La nostra ripartenza parte da un sostegno poderoso all'attività delle imprese

"Le misure entreranno in vigore dal 4 maggio. Sarà possibile visitare i parenti ma non saranno consentite le riunioni di famiglia. Conferma del divieto di spostamento tra le Regioni, se non per comprovate esigenze lavorative, situazioni di necessità e motivi di salute. Coloro che presentano una sintomatologia superiore ai 37,5 gradi dovranno necessariamente rimanere in casa, avvisando il proprio medico. Sarà permessa l'attività motoria ma solo individuale (a meno che non si tratti di minori o di persone diversamente abili) e la ripresa degli allenamenti per gli sport professionistici. La nostra ripresa parte da un sostegno poderoso alle imprese. Ci saranno contributi a fondo perduto alle aziende anche con meno di dieci dipendenti. Il nostro obiettivo è avere più occupati non più sussidiati. Ragionevolmente avremo scuole chiuse sino a fine anno scolastico. Il rischio sarebbe elevatissimo, se riaprissimo le scuole, soprattutto in questa fase. Avremmo una nuova esplosione e questo lo dicono gli esperti: nel giro di una o due settimane. La ministra Azzolina sta lavorando per far ripartire la scuola, in sicurezza, da settembre". 

"Il 1 giugno vorremo riaprire i bar, le ristorazioni, centri estetici e parrucchieri"

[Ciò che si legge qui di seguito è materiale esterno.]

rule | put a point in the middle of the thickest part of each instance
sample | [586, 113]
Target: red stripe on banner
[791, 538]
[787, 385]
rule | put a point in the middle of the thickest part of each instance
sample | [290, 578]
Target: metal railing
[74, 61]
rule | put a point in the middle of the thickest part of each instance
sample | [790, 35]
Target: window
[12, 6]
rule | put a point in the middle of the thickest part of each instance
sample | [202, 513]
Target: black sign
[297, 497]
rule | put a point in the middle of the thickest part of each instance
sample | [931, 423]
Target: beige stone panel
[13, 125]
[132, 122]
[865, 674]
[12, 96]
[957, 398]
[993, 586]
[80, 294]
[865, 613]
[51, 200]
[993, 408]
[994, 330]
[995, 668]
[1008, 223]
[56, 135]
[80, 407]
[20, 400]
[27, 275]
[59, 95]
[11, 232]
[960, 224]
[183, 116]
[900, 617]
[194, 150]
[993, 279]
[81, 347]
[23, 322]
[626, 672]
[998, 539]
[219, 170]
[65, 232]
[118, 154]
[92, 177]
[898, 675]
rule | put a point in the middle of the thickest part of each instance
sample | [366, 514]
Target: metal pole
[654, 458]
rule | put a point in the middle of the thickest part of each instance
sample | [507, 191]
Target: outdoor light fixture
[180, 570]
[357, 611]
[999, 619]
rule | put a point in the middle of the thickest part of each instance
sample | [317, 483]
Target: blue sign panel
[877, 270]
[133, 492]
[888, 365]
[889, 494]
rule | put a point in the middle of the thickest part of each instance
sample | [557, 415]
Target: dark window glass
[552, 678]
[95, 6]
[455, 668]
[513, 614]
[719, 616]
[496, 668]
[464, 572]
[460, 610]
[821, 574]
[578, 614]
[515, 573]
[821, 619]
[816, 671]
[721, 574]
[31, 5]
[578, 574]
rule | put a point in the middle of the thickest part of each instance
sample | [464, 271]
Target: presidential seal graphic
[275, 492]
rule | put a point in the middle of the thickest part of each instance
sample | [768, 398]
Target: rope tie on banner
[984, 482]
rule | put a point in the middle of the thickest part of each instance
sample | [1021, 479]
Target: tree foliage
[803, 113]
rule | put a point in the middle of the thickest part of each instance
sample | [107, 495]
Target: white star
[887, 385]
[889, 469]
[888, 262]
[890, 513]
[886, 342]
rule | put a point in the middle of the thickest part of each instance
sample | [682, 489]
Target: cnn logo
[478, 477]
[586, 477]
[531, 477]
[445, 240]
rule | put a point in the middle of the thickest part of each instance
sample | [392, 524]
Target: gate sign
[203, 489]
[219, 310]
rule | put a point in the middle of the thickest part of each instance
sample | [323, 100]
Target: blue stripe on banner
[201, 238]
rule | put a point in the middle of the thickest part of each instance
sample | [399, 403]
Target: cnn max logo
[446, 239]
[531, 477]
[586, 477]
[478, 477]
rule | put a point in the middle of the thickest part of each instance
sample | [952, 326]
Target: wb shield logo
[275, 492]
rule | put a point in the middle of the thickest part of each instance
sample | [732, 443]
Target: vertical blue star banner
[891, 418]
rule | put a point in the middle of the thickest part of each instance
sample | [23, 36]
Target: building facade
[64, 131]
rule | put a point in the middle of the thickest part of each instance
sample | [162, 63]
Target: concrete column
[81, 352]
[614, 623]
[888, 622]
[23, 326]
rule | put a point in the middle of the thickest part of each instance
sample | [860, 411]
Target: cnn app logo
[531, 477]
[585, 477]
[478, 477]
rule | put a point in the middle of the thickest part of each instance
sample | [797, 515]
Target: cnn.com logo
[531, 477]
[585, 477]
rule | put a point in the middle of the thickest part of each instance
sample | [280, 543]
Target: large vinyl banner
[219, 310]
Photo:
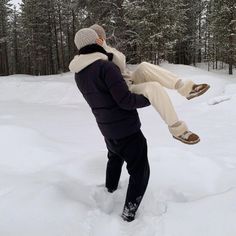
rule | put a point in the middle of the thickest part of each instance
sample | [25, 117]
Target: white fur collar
[84, 60]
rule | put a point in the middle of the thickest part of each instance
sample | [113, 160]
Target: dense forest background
[38, 38]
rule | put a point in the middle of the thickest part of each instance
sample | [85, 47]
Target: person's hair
[99, 30]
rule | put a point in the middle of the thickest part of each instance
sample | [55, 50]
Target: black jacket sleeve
[119, 89]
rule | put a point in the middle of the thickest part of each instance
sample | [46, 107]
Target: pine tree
[4, 39]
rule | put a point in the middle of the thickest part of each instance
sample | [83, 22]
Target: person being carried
[150, 80]
[114, 107]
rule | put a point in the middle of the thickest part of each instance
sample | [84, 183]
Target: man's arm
[119, 89]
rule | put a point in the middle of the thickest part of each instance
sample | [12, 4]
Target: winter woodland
[37, 38]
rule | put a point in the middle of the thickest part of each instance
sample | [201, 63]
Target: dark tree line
[38, 38]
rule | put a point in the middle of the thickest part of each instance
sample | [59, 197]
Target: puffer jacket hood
[83, 60]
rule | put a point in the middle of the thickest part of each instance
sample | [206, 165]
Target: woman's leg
[160, 100]
[147, 72]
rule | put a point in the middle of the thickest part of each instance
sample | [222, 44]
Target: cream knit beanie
[84, 37]
[99, 30]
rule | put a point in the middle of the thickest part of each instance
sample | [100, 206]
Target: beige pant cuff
[186, 88]
[178, 130]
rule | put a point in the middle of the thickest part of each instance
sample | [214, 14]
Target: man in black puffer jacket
[114, 107]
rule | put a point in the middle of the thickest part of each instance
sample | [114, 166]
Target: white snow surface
[53, 160]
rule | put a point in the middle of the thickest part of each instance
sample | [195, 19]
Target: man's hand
[99, 41]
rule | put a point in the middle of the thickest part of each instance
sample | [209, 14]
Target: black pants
[132, 150]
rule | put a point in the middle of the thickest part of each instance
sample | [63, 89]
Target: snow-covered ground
[53, 159]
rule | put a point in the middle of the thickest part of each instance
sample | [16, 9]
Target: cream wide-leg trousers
[150, 80]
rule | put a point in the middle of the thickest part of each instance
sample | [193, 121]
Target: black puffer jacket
[106, 92]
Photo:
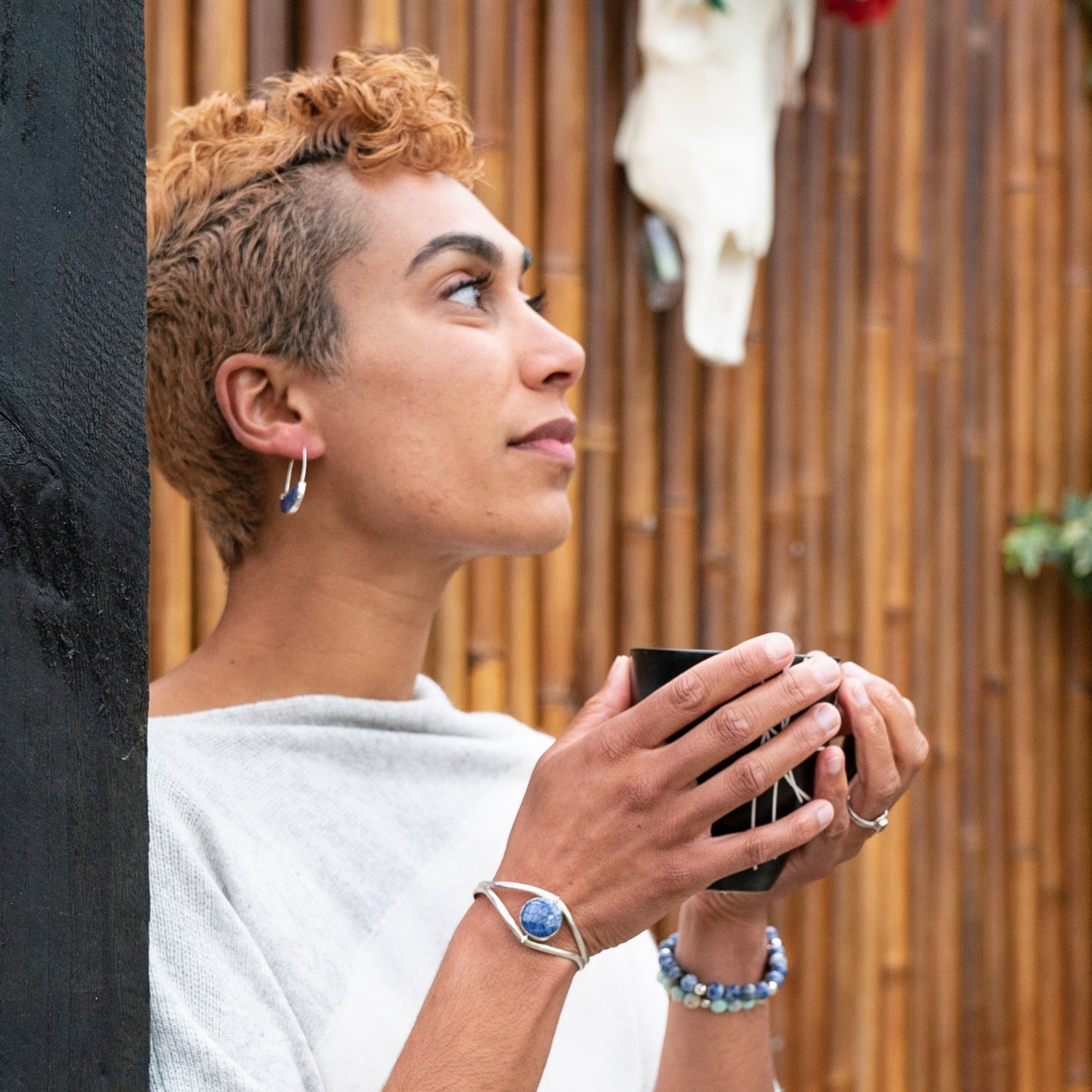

"Per quanto riguarda le cerimonie funebri, dal 4 maggio, saranno consentite solo per un massimo di 15 partecipanti, muniti di mascherine e mantenendo la distanza di sicurezza di un metro. Per quanto riguarda le altre cerimonie religiose, dovremo discutere ancora. Consentiamo dal 4 maggio sarà consentita attività di ristorazione con asporto ma nessun assembramento. Bisognerà mettersi in fila e si entrerà uno alla volta e il cibo si consumerà non nel posto di ristoro. Le aziende potranno riaprire ma mantenendo tutte le procedure di sicurezza. Il 18 maggio abbiamo in programma la riapertura del commercio al dettaglio. Ancora, sempre il 18 maggio, abbiamo in mente di riaprire, sempre con le dovute cautele, musei e biblioteche. Il 1 giugno vorremo riaprire i bar, le ristorazioni, centri estetici e parrucchieri. Consentiamo l’accesso a parchi, ville e giardini pubblici con il rispetto del distanziamento e misure di contingentamento: i sindaci potranno chiuderli nel caso non si possano rispettare queste misure". 

Ordinanza Governo Fase 2 

L'autocertificazione resterà a regime fino a quando saranno necessarie delle restrizioni agli spostamenti. Autocertificazione necessaria anche per fare ingresso in Italia, per tutte le persone, anche se asintomatiche: sarà necesario documentare i motivi del viaggio e specificare l'indirizzo dove sarà svolto il periodo di sorveglianza sanitaria e l'isolamento fiduciario. "Le regioni giornalmente ci informeranno sulla curva epidemiologica", ha ammonito il premier. Il ministro della Salute dovrà indicare le soglie sentinella da rispettare in modo da intervenire in determinate situazioni e "chiudere il rubinetto".